Is this a joke-post?  (why not move to Afghanistan - I hear they have lower murder rates)


----------



## Martinw (Jan 2, 2009)

*Durban - no more what it used to be.*

I was from Durban. I loved it. up till the part where it became a point where you were tired, because of a lack of sleep, because the dogs were barking all night, because there MUST HAVE BEEN A REASON FOR THEM TO BARK. Up till the point where you could not go into the city safely, where the beaches became dumping grounds and toilets. Durban used to be a very nice place(what did they call it - South Africas playground) Well I left Durban for Aus. I can not imagine that life has improved there over the last couple of years. As with all big South African cities, for the life of me I can not understand why anyone would recommend South Africa to anyone from a first world country. 

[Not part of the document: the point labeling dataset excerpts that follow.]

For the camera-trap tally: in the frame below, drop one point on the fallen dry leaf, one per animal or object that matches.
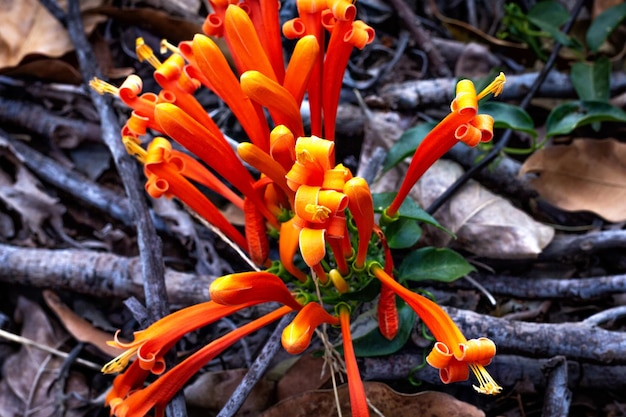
(587, 175)
(389, 402)
(484, 223)
(30, 384)
(28, 28)
(211, 390)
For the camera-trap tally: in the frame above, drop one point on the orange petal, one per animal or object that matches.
(211, 149)
(358, 400)
(436, 319)
(197, 172)
(165, 172)
(251, 287)
(264, 15)
(297, 335)
(152, 341)
(256, 233)
(260, 160)
(282, 146)
(436, 143)
(244, 43)
(484, 123)
(287, 247)
(214, 66)
(301, 66)
(312, 245)
(361, 205)
(159, 393)
(280, 103)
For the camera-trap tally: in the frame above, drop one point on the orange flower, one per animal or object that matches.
(358, 400)
(297, 335)
(345, 35)
(252, 287)
(462, 124)
(361, 205)
(151, 344)
(209, 61)
(453, 354)
(215, 151)
(166, 175)
(160, 392)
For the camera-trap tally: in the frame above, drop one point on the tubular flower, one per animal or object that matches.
(151, 344)
(160, 392)
(301, 197)
(462, 124)
(358, 401)
(165, 172)
(319, 202)
(453, 354)
(252, 287)
(297, 335)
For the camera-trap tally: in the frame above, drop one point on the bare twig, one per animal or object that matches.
(504, 139)
(554, 288)
(28, 342)
(507, 370)
(104, 199)
(605, 316)
(38, 119)
(93, 273)
(557, 397)
(256, 371)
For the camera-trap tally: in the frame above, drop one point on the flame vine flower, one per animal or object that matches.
(329, 245)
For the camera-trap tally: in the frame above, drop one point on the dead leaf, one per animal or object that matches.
(212, 389)
(484, 223)
(389, 402)
(24, 194)
(586, 175)
(29, 383)
(78, 327)
(28, 28)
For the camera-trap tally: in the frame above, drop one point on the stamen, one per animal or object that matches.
(167, 46)
(496, 87)
(145, 53)
(102, 87)
(119, 363)
(319, 212)
(304, 156)
(134, 148)
(488, 385)
(338, 281)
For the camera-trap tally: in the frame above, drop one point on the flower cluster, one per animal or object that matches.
(311, 203)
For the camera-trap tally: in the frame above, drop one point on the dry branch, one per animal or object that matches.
(93, 273)
(508, 370)
(410, 95)
(553, 288)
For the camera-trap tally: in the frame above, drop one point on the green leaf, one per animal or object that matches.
(507, 116)
(567, 117)
(403, 233)
(604, 25)
(549, 16)
(406, 145)
(375, 344)
(591, 80)
(438, 264)
(409, 209)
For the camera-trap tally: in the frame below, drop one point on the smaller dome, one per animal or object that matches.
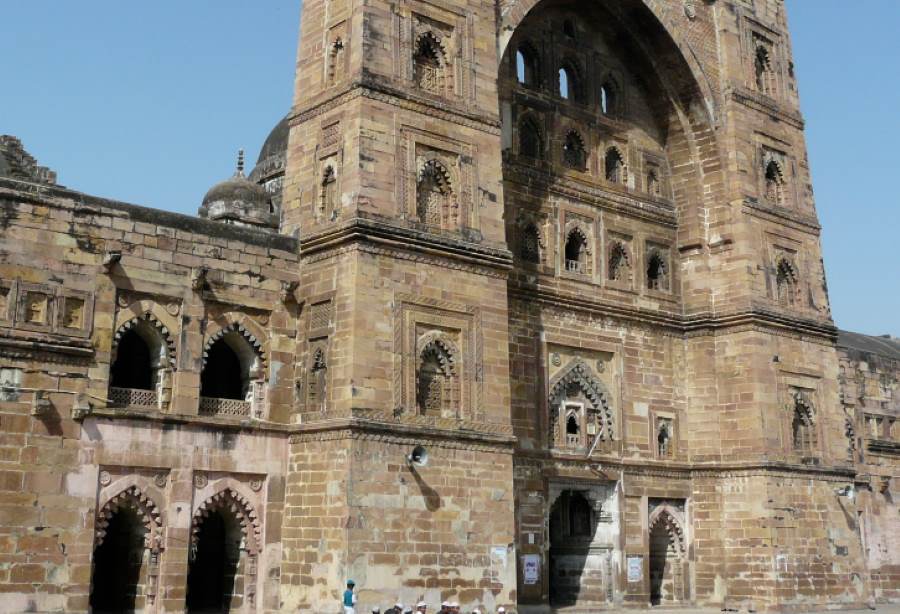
(237, 200)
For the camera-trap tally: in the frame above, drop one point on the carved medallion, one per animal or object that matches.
(690, 10)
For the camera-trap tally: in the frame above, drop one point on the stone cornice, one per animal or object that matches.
(57, 349)
(600, 196)
(404, 240)
(690, 326)
(615, 468)
(763, 104)
(86, 205)
(779, 215)
(375, 88)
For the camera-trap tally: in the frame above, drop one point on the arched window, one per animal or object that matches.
(664, 447)
(653, 187)
(140, 358)
(318, 370)
(803, 435)
(764, 71)
(531, 144)
(529, 248)
(429, 64)
(574, 154)
(224, 549)
(657, 271)
(231, 363)
(437, 383)
(608, 98)
(785, 282)
(570, 83)
(328, 195)
(335, 61)
(434, 197)
(774, 183)
(573, 430)
(615, 166)
(618, 262)
(527, 65)
(576, 252)
(118, 562)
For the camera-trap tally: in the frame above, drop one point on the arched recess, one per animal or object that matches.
(668, 550)
(437, 376)
(436, 204)
(226, 537)
(127, 545)
(233, 375)
(681, 101)
(577, 391)
(577, 250)
(142, 359)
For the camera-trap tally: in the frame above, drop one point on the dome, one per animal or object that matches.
(269, 171)
(276, 143)
(238, 200)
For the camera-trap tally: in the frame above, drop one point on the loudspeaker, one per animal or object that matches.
(418, 457)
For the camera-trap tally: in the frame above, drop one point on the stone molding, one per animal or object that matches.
(374, 90)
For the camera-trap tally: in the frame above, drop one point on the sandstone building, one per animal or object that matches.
(568, 248)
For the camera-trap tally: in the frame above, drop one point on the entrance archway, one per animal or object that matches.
(667, 569)
(118, 563)
(214, 564)
(574, 574)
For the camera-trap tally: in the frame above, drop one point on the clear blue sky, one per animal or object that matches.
(148, 102)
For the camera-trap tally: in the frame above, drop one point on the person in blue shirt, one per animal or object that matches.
(349, 600)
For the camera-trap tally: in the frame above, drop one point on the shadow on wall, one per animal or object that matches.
(432, 498)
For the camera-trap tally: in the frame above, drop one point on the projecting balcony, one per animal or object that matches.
(575, 266)
(223, 407)
(133, 397)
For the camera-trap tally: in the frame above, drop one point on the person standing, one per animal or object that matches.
(349, 600)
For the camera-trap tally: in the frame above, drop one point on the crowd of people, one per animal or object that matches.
(447, 607)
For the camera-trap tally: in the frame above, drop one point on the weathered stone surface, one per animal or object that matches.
(600, 308)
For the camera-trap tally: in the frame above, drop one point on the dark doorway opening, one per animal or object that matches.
(572, 526)
(133, 367)
(223, 376)
(214, 565)
(117, 564)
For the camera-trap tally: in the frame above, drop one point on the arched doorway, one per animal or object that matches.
(118, 563)
(575, 577)
(213, 568)
(667, 569)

We used to live in Pinetown/Kloof area which was considered a middleclass to upmarket area, and even in these areas there is no safety. When the police catch people trying to break into your house they let them go. You worry all night, lock yourself in your little C-max prison you created, sleep with a panic button around your neck(some with a gun under their pillow) and then the "......." still get in, rape the females and kill everyone and then a lot of times only steal something small if anything at all. I am sorry if this is not what you want to hear, but you are the one who asked about living in Durban. When you hear reports about the "most safest gated communities" being affected by serious violent crime, what chance does any normal person have. On top of that schooling must be heading towards the slumps, and in a econnomic crisis I can not imagine South Africa being very well off.

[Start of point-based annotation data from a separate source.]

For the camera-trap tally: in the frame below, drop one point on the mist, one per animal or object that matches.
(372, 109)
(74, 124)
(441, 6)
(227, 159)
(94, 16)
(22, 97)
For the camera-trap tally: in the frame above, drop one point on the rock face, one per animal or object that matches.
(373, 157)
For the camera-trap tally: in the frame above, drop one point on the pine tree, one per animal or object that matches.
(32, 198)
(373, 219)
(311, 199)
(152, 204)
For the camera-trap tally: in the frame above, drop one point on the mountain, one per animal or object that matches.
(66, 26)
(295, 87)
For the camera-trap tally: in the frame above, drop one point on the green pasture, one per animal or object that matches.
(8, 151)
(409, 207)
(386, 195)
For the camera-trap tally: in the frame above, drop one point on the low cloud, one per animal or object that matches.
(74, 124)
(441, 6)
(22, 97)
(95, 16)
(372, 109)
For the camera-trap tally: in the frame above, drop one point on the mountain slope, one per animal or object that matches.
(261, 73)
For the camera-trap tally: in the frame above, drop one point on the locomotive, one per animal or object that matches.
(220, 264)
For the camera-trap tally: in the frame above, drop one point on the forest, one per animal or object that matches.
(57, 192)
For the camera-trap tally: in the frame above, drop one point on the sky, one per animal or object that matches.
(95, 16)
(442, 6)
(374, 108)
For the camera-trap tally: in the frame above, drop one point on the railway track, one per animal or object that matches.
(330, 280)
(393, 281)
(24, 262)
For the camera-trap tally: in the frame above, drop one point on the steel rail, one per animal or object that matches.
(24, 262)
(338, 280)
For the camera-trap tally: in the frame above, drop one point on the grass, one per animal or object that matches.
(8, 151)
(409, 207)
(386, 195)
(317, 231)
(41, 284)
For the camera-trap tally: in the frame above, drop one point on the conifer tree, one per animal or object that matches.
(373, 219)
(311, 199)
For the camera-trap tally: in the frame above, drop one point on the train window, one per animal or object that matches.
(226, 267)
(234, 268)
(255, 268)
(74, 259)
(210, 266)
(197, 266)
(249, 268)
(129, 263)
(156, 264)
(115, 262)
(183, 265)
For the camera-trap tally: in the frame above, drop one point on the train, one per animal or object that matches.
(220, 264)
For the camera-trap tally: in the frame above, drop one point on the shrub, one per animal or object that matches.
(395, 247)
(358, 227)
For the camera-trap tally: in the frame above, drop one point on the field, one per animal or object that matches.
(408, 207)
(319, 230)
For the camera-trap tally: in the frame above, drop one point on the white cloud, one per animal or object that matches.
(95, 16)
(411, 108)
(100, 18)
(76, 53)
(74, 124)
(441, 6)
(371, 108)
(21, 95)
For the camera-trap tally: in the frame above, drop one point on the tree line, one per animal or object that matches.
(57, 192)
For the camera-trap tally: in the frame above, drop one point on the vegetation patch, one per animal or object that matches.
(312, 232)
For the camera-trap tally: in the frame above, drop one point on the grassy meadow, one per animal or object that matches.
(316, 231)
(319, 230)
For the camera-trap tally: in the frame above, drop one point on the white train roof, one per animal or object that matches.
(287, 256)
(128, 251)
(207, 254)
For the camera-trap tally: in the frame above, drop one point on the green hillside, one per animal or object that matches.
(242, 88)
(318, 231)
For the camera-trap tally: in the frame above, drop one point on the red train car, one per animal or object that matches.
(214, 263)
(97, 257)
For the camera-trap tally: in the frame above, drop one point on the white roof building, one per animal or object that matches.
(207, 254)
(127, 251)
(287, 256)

Yes living in the Pinetown area is beautiful. the hills are amazing, taking drives used to be awesome, but these days every journey in your car must be the most stressfull situation I can probably imagine. maybe I was just paranoid, and I know anything can happen anygere anytime, but when the risk of your loved ones being raped and killed are at such a level, - lets rather just say that living in Australia with none of that fear is like living in heaven(especially when you know where you could have still been stuck). I know UK is probably not the place it used to be and no country probably is, but there are a lot better choices than South Africa. Well thats my own honest opion. Do your own research(and not just the mainstream media, because they wont tell you the real story) but really look deeper. Google is a very wonderfull thing, because you can type anything you can imagine and it will find something. It might not be on page 1, but if you are going to make a big decicion like that, take your time.





tiberius said:


> Does anyone know about Durban as a place to live for someone from the UK?


----------



## ady1976 (Nov 18, 2008)

tiberius said:


> Does anyone know about Durban as a place to live for someone from the UK?


I moved over to Durban last year and love it. Yes it's not Europe and you do have to adjust your lifestyle slightly, however I am less worried now than when I lived in certain parts of London!

As with everywhere the are certain parts you need to avoid, and yes security is a mojor consideration and cost. 

However overall teh good far outweighs teh bad for me. (personal opinion)


----------